# Schools in and around Kanata, ON



## lasersailor (Nov 10, 2012)

Hi, this is my first post, so apologies if this has already been answered elsewhere. I am highly likely to be emigrating to Kanata (just outside Ottawa). I have two kids (eldest is 6). Does anyone have any data on the best schools in and around Kanata? Do they have schools tables like they do in the UK. I know that schools are very strict on boundaries, so I need to know where best to look for houses so that I can get my kids into the best school. I'd prefer the Public rather than the Catholic system, but I'm not hard-over on that. 
Also, I've heard that the Catholic system is better than the public system. Is there any truth in that?

Thanks for your advice.


----------



## Auld Yin (Mar 10, 2009)

lasersailor said:


> Hi, this is my first post, so apologies if this has already been answered elsewhere. I am highly likely to be emigrating to Kanata (just outside Ottawa). I have two kids (eldest is 6). Does anyone have any data on the best schools in and around Kanata? Do they have schools tables like they do in the UK. I know that schools are very strict on boundaries, so I need to know where best to look for houses so that I can get my kids into the best school.
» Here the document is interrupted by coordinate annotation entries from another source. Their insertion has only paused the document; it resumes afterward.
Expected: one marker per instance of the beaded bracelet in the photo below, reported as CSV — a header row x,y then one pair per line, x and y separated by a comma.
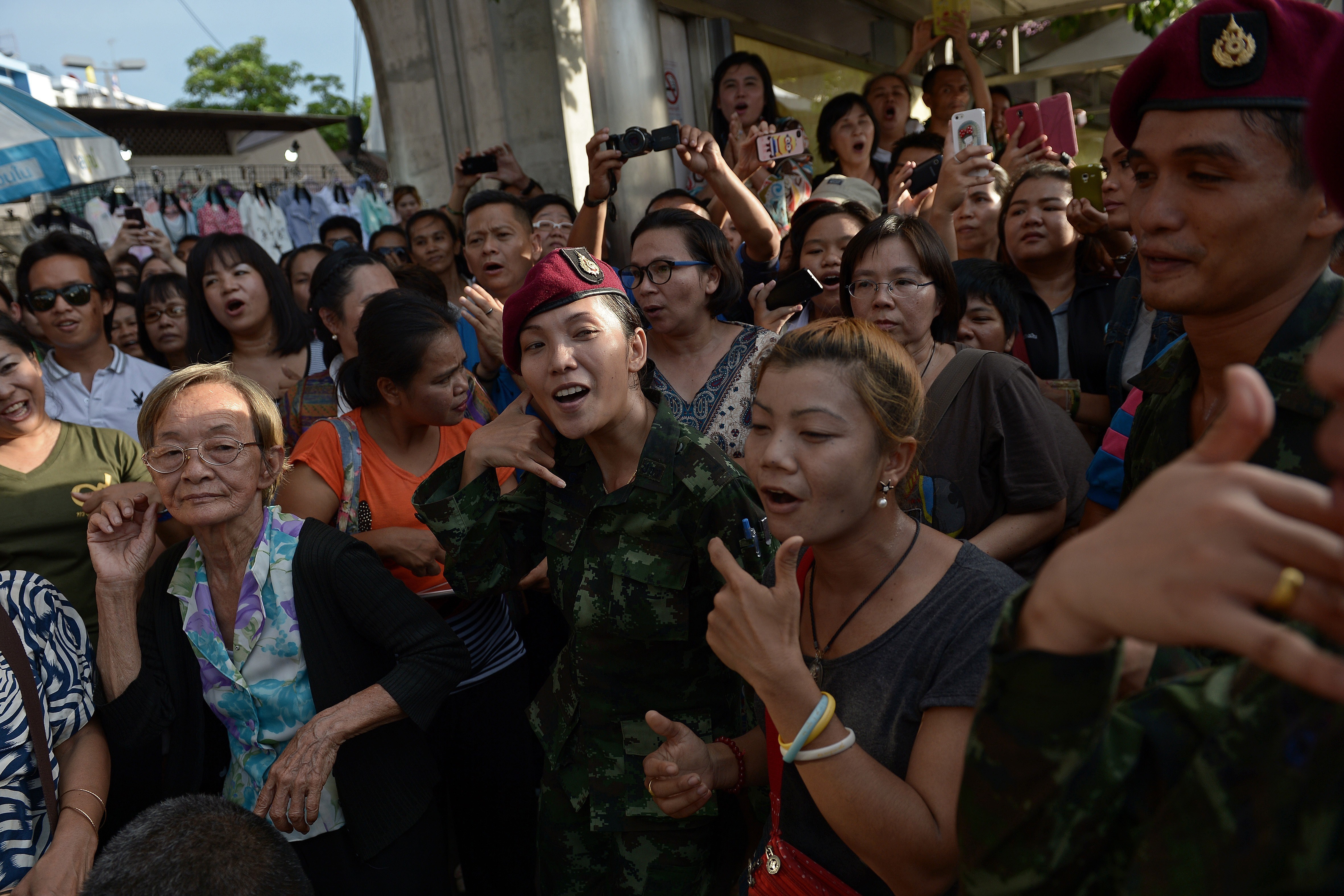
x,y
743,762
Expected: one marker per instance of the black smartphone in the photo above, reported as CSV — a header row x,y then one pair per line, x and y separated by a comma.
x,y
795,289
925,175
480,164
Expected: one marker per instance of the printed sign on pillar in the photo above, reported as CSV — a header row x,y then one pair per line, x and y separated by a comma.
x,y
673,93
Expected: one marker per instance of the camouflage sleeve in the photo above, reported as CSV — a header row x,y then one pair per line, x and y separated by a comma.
x,y
1058,781
491,541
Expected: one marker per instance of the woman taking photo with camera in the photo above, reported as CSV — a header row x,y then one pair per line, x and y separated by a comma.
x,y
621,503
869,699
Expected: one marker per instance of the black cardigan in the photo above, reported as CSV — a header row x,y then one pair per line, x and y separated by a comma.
x,y
359,627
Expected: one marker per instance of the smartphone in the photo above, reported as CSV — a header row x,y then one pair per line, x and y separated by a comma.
x,y
782,146
968,129
1057,121
1087,180
1029,115
795,289
925,175
480,164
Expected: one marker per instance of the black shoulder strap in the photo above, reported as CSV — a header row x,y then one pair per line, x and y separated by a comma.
x,y
945,389
11,645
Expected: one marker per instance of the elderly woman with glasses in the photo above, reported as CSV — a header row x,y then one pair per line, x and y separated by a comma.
x,y
1001,467
683,277
283,662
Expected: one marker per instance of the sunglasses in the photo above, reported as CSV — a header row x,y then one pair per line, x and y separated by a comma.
x,y
44,300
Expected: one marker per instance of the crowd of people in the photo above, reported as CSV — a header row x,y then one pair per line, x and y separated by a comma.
x,y
454,558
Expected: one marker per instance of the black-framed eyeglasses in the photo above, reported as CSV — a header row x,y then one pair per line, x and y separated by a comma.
x,y
44,300
658,273
867,289
152,315
217,452
548,226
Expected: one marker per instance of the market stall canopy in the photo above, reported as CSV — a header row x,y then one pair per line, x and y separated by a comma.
x,y
45,150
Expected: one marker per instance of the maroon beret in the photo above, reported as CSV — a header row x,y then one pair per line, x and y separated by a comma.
x,y
1226,54
1326,124
564,276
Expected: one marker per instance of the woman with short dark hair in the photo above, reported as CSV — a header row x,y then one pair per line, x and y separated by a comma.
x,y
683,276
847,136
241,310
1002,467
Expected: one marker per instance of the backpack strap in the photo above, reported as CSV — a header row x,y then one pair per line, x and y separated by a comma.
x,y
945,389
351,459
11,647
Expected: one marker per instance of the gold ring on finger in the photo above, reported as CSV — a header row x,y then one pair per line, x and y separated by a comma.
x,y
1285,590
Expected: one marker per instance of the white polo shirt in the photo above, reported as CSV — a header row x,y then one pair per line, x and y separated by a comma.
x,y
119,390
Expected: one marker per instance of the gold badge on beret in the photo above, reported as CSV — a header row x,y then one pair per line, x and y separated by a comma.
x,y
1234,48
582,264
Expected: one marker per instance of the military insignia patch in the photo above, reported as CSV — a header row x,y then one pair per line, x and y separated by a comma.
x,y
582,264
1233,49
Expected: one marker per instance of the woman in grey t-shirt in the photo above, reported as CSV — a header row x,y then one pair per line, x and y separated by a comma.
x,y
896,623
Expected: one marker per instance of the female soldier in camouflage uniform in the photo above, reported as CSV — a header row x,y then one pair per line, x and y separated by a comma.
x,y
621,503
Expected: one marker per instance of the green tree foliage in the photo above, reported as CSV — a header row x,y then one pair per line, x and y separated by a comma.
x,y
1151,17
242,77
331,100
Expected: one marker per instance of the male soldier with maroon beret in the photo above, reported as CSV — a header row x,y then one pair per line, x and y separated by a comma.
x,y
1226,780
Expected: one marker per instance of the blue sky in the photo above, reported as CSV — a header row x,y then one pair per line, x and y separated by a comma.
x,y
319,34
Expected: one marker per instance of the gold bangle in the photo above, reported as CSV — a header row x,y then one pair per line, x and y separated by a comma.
x,y
1285,590
85,815
83,790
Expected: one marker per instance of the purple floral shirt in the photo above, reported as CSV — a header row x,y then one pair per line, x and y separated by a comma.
x,y
259,687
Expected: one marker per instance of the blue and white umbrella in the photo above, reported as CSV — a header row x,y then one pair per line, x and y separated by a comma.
x,y
45,150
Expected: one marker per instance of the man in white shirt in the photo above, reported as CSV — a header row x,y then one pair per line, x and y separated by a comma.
x,y
68,284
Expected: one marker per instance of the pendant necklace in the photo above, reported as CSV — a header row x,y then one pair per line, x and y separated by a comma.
x,y
812,610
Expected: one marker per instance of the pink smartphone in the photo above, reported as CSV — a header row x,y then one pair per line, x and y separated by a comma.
x,y
783,144
1029,115
1057,120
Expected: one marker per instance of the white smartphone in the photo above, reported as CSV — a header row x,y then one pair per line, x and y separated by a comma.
x,y
968,129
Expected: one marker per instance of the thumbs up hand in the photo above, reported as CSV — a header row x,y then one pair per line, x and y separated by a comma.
x,y
1193,554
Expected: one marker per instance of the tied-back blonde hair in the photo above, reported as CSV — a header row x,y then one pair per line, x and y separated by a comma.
x,y
878,367
265,416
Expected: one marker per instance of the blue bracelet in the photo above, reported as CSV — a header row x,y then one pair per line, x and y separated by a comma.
x,y
801,739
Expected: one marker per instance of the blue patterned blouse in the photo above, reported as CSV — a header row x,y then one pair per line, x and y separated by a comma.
x,y
62,664
260,688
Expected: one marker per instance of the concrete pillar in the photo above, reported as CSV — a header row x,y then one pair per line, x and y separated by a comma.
x,y
626,77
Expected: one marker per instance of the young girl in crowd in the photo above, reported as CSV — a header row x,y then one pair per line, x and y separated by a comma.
x,y
342,285
683,277
621,504
240,310
409,390
162,315
744,109
1002,467
879,677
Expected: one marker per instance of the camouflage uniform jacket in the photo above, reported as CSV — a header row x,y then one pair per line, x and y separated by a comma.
x,y
1222,781
1162,422
631,571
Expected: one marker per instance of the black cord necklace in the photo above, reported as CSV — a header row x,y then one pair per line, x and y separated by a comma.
x,y
812,610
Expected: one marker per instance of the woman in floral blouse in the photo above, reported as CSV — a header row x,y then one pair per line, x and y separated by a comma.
x,y
327,656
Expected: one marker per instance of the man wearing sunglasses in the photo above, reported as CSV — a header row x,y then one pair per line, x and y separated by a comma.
x,y
68,285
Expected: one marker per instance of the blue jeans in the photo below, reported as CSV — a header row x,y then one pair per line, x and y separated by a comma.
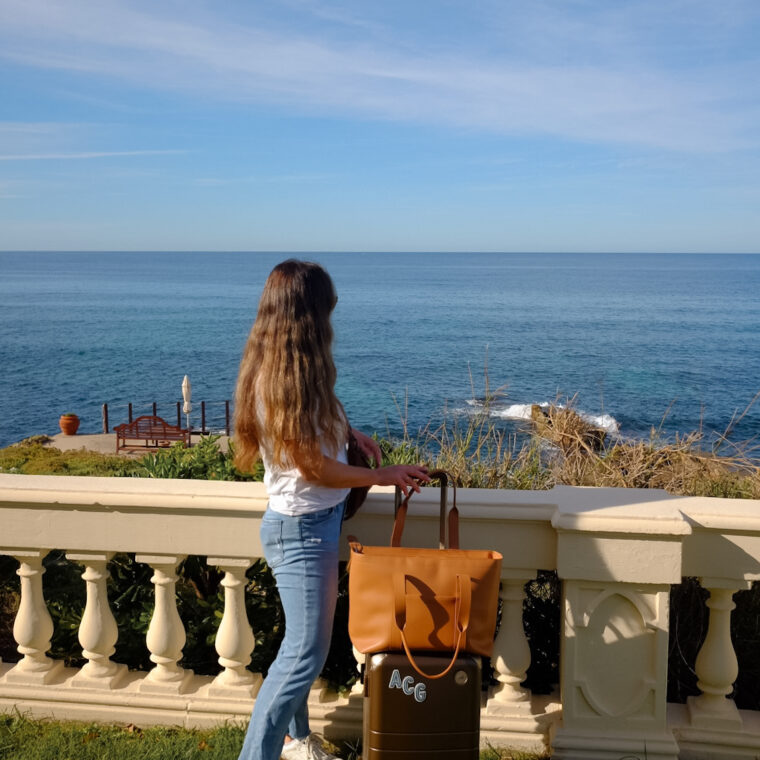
x,y
303,555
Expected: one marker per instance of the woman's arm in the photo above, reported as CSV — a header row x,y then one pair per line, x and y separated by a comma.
x,y
368,446
331,473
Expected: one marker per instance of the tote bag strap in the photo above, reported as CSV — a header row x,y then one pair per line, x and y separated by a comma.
x,y
453,520
462,611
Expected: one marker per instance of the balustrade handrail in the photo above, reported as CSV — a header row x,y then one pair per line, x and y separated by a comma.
x,y
616,551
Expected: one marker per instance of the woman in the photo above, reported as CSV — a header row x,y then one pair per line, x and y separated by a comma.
x,y
287,413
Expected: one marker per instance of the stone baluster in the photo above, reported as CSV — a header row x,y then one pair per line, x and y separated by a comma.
x,y
511,655
234,639
361,659
166,634
33,626
97,631
716,665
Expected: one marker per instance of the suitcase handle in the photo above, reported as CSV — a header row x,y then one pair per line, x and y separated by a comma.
x,y
462,610
398,523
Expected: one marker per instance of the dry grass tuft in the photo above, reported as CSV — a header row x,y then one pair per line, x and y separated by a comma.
x,y
580,455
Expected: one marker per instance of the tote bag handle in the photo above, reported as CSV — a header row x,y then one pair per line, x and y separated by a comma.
x,y
453,542
462,610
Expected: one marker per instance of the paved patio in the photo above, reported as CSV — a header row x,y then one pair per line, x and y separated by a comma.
x,y
105,443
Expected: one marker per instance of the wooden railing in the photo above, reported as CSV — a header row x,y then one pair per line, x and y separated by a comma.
x,y
221,420
616,551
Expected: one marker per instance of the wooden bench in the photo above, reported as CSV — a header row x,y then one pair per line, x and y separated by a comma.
x,y
152,431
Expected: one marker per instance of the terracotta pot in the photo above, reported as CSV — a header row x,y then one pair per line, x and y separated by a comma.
x,y
69,424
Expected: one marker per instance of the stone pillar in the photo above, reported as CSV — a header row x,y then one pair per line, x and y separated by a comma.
x,y
234,639
97,631
511,653
717,667
361,659
33,627
166,634
616,563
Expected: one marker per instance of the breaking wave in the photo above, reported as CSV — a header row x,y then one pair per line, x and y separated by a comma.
x,y
522,412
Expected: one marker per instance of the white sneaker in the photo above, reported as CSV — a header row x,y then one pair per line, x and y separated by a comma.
x,y
309,748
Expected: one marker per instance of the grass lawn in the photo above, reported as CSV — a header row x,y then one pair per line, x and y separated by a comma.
x,y
24,739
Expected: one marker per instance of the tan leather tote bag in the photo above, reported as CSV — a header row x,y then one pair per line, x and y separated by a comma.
x,y
439,600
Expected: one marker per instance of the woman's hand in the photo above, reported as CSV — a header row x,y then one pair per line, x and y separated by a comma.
x,y
368,446
405,476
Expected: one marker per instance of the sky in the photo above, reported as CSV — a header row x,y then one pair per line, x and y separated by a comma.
x,y
383,125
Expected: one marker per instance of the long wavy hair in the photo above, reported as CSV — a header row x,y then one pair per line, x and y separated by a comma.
x,y
285,391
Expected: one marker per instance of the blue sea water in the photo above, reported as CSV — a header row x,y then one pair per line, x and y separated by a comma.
x,y
664,340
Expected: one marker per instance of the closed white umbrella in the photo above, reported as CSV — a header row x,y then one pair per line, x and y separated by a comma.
x,y
187,394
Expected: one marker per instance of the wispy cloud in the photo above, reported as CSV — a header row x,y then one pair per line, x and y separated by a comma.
x,y
87,155
611,91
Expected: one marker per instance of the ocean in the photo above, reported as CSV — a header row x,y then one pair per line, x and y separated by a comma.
x,y
634,340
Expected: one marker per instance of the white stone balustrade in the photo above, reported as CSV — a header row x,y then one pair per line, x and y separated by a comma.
x,y
234,639
97,631
166,634
616,552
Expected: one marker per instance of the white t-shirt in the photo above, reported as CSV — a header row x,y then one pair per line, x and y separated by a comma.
x,y
291,494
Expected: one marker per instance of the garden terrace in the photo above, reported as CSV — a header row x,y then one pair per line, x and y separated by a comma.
x,y
616,553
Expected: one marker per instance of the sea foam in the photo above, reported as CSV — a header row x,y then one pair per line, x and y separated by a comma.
x,y
604,422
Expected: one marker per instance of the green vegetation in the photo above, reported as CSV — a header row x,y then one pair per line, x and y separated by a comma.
x,y
25,739
560,448
33,457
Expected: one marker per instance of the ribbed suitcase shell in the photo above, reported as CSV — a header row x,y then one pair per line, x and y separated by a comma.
x,y
408,717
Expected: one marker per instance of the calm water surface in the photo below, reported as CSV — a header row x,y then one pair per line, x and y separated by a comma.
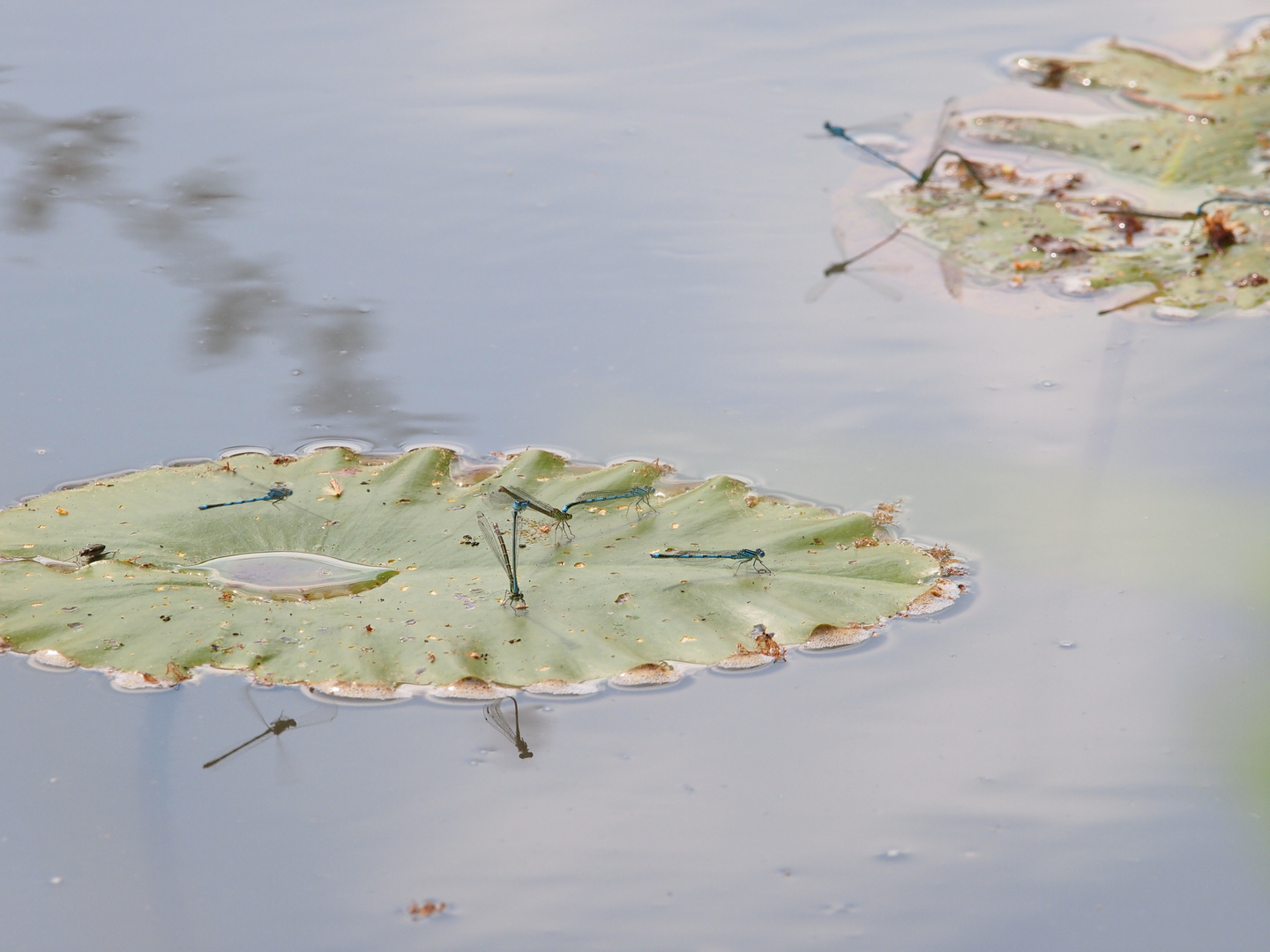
x,y
592,228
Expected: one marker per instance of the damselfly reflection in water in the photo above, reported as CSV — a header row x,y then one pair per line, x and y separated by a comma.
x,y
938,150
494,539
833,271
276,727
640,494
494,715
742,556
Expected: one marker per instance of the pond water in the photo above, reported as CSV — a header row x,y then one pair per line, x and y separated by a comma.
x,y
592,228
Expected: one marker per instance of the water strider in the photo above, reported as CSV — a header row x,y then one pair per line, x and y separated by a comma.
x,y
938,150
742,555
494,539
277,727
833,271
641,495
494,715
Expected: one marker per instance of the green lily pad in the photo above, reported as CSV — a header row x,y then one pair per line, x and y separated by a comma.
x,y
1189,127
372,576
1019,233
I'd prefer the Public rather than the Catholic system, but I'm not hard-over on that.
> Also, I've heard that the Catholic system is better than the public system. Is there any truth in that?
> 
> Thanks for your advice.


Check the following for rankings. Rating your child?s school | School performance | Fraser Institute

The Catholic schools are generally regarded as having the edge on Public schools. However in the Catholc system the students wear uniforms and, I believe, required to take RI.


----------



## lasersailor (Nov 10, 2012)

*Thanks*

Thanks Auld Yin. Just what I was looking for.


----------